The crypto exchange Abra has settled with the U.S. Securities and Exchange Commission (SEC) for a yet-to-be-determined amount over charges stemming from alleged unregistered investment offerings.
The SEC specifically accused Abra’s parent company, Plutus Lending LLC, of failing to register its retail crypto asset lending product, Abra Earn. Abra settled the SEC’s charges without admitting or denying the allegations.
The exchange began offering Abra Earn in 2020, allowing users to tender their crypto to earn an interest rate. The product secured approximately $600 million worth of assets at its height, according to the SEC, which alleges that Abra Earn was an unregistered security.

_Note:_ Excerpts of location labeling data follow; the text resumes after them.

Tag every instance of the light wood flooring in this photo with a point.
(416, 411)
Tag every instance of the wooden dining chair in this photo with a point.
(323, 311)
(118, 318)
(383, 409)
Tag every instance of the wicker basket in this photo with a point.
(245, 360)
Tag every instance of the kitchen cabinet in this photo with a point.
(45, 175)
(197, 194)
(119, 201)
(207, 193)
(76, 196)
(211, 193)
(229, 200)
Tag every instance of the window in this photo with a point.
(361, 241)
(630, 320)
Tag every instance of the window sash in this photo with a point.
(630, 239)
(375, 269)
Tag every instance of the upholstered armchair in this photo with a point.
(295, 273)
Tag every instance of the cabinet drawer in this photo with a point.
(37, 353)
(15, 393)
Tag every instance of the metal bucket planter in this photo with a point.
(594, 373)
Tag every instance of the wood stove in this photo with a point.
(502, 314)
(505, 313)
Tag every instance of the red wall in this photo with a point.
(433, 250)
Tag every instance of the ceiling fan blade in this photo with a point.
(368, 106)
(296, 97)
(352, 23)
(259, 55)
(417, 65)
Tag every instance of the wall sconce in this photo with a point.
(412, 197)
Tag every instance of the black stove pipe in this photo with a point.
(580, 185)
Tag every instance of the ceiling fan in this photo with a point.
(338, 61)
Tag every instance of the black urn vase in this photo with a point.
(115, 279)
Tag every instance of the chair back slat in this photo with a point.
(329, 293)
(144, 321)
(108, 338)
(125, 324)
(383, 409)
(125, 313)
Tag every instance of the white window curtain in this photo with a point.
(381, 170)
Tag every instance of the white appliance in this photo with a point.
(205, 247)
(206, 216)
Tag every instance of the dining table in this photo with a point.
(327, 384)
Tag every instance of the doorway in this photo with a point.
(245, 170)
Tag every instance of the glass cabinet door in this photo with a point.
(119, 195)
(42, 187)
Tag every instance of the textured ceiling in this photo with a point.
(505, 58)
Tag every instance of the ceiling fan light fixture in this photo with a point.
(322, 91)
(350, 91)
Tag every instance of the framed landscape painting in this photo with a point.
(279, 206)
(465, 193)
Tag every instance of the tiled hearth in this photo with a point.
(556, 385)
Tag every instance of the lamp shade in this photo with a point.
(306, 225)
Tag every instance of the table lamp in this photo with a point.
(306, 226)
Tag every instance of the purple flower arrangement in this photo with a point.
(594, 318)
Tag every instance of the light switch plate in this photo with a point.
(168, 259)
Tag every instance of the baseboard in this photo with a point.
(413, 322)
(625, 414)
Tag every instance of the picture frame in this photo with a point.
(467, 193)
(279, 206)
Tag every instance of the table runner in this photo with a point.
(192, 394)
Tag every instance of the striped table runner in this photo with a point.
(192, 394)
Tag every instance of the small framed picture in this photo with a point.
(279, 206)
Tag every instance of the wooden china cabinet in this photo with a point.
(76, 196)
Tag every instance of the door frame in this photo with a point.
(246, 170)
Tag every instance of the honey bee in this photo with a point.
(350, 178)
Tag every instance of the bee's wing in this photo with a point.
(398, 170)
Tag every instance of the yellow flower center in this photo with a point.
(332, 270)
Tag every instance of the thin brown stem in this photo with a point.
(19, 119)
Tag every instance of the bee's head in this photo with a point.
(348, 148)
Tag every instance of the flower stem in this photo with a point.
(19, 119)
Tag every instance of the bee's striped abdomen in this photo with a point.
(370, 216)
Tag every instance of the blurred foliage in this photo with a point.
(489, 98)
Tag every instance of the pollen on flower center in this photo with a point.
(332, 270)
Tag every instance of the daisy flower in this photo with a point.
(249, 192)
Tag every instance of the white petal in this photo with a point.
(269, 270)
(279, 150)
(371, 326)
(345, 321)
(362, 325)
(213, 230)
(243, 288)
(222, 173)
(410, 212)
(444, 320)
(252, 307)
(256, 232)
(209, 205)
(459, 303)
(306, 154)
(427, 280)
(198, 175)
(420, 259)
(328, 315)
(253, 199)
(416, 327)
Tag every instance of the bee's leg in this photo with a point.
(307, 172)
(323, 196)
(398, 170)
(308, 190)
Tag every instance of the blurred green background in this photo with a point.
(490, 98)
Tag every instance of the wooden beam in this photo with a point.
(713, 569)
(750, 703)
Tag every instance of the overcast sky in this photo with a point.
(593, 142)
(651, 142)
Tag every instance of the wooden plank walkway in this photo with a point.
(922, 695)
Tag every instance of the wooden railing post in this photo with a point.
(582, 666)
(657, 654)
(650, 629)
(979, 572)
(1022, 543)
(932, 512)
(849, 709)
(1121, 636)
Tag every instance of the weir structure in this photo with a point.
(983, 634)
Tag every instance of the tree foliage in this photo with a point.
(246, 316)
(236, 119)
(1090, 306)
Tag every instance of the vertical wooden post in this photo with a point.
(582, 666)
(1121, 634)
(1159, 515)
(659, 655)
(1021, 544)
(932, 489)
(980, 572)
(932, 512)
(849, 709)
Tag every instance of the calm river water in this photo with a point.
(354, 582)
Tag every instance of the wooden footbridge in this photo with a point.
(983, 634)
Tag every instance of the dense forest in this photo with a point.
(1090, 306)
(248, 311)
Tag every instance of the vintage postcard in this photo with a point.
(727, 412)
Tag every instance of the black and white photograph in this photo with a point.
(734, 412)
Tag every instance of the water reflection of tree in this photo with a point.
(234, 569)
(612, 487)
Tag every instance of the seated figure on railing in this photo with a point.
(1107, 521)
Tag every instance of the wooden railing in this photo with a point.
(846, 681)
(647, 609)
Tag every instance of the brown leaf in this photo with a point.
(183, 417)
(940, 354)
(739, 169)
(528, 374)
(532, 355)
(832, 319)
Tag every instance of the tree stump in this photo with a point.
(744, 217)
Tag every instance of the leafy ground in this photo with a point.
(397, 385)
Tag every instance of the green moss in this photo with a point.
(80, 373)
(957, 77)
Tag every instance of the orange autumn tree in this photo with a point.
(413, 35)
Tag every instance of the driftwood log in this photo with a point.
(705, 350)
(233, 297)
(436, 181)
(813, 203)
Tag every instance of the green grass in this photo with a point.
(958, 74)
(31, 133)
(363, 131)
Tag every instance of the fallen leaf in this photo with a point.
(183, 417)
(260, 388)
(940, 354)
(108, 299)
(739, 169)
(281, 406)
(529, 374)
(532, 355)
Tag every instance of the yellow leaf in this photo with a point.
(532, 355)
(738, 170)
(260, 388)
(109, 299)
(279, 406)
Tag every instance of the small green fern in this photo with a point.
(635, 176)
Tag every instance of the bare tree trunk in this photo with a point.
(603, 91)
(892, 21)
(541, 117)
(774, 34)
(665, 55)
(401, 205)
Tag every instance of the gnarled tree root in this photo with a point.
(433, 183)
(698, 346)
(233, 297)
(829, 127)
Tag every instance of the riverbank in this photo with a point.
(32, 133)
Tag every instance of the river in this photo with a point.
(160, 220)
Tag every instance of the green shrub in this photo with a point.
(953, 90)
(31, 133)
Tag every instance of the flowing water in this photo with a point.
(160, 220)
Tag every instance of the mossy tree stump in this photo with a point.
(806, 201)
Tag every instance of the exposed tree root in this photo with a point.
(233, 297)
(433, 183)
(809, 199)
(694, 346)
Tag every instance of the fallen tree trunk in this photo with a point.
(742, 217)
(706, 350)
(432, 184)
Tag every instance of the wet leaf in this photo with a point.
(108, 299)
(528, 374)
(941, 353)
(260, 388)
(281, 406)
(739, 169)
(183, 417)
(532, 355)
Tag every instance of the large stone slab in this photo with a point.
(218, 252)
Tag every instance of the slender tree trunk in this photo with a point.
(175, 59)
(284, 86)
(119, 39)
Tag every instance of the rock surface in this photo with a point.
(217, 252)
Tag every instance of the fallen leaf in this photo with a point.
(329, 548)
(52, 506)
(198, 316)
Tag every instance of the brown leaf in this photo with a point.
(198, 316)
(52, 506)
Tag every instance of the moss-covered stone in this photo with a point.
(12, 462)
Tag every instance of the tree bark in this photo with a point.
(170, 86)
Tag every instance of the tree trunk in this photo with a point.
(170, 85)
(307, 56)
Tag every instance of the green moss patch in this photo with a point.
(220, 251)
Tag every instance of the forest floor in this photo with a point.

The regulator also accuses the exchange of operating as an unregistered investment company, alleging the firm held more than 40 percent of its total assets, excluding cash, in investment securities.
Abra has agreed to pay a civil penalty determined by the court. In June, the exchange also settled with a slew of state regulators in Arkansas, Connecticut, Georgia, Ohio, Oregon, Texas, Vermont and Washington State.
The state regulators had launched a joint investigation into the firm and accused it of operating without the proper licenses, according to a press release by the Conference of State Bank Supervisors (CSBS).
The regulators fined Abra $250,000 per jurisdiction and ordered the exchange to pay customers back up to $82.1 million worth of crypto assets.